In her landmark essay “Total Domination,” Arendt demonstrates that when an authoritarian regime completely regulates the rules of society, that regime has the power to alter human nature. In the case of the Holocaust, the Nazis eliminated spontaneity as a form of human behavior through concentration camps, transforming “the human personality into a mere thing.”
Since the diary of Anne Frank was a major inspiration for the book, the connection becomes all the more pertinent and alarming. The Nazis were able to eliminate human empathy and spontaneity, and Ogawa shows us a regime certainly with the power to destroy human memory as we know it.
The possibilities of the human body
Ogawa also writes about the human body as a metaphor, capable of expansion, modification, destruction, and regeneration. This mind-bending concept plays out throughout her many novels and stories and builds on a literary tradition stretching as far afield as Africa (especially the Cameroonian philosopher Achille Mbembe).
This theme plays a large role in Ogawa’s early success “The Pregnancy Diary,” where Ogawa explores the effects of pregnancy on the female body. Her untranslated short story “Selling Tears” centers on a troupe of musicians who make instruments out of their own bodies; another untranslated story, “E.B.’s Impossible Dream,” is about a boy born and raised in an elevator, who only grows to the perfect miniature size for his job as an elevator boy even as an adult.
“The Memory Police” again shows us how the human body can be transformed and controlled.

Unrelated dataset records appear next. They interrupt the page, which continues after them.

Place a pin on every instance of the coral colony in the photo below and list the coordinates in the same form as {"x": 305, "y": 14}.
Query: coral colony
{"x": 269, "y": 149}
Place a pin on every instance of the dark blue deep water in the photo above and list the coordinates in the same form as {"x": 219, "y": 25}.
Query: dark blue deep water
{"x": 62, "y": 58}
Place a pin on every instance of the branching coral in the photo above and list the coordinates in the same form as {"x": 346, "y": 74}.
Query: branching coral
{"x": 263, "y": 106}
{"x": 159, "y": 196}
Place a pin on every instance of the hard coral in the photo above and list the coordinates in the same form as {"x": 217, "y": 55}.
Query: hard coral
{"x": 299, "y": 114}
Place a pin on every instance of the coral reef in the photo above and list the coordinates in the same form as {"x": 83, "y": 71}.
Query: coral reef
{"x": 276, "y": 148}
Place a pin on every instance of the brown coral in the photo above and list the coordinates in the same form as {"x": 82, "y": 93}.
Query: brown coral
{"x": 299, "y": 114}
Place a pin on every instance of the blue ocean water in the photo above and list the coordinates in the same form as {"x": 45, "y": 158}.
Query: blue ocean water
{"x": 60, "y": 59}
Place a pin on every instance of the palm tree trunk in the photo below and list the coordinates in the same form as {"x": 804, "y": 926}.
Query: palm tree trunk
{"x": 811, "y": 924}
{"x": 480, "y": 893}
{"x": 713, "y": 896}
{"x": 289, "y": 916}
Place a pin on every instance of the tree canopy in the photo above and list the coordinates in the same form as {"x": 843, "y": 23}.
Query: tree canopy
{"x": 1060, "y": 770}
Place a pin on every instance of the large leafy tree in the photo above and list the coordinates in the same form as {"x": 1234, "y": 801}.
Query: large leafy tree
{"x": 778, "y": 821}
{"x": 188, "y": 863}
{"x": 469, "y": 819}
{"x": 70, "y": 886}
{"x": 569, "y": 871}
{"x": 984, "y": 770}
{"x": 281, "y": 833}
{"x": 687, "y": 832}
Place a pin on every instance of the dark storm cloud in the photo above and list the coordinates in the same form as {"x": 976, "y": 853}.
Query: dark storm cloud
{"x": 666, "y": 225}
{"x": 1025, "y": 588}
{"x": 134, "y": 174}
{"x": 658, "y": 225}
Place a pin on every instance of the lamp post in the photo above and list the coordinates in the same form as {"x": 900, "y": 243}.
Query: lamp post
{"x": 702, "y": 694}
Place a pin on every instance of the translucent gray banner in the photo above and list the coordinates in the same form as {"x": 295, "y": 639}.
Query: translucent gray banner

The protagonist’s left leg — and eventually her entire body — is made to disappear, no different from the roses and novels previously vanished from the island.
But this utter erasure of the human ability to remember is far from metaphorical. In fact, it has happened in history before.
“R massaged my disappeared leg,” Ogawa writes. “He worked at it for a long time, as though he thought his efforts might bring it back. . . . [But] no warmth, no sensation at all came to my leg from his touch.” Even though the narrator’s leg clearly still exists, in a way, it doesn’t exist at all. A reader can’t tell if Ogawa is telling us that these bodily transformations and disfigurations are metaphorical or real — and that’s exactly the point.
On top of it all, Ogawa also has plenty to say about femininity, patriarchy, and control. In “The Memory Police” as well as in stories like “The Housekeeper and the Professor” and the untranslated “The Professor’s Caretaker” (yes, the two are different), Ogawa tells stories about gender power dynamics and women struggling to break free from the control of men.
Ogawa’s novels demand rereading before you catch it all. She masterfully executes her signature literary form — a form of surrealism where metaphor becomes reality. Women losing their voices manifests as women literally being unable to speak. An elevator boy trapped by his job means that he is actually trapped in the elevator.
In an era where the definition of literary and artistic innovation is far from settled — after all, the year’s most beloved piece of art was a banana duct-taped to a wall — Ogawa displays the virtuosic feat of advancing five or six daunting philosophical dilemmas at once, strung like harp strings across beautiful and terrifying stories. It’s a titanic literary accomplishment worth recognizing.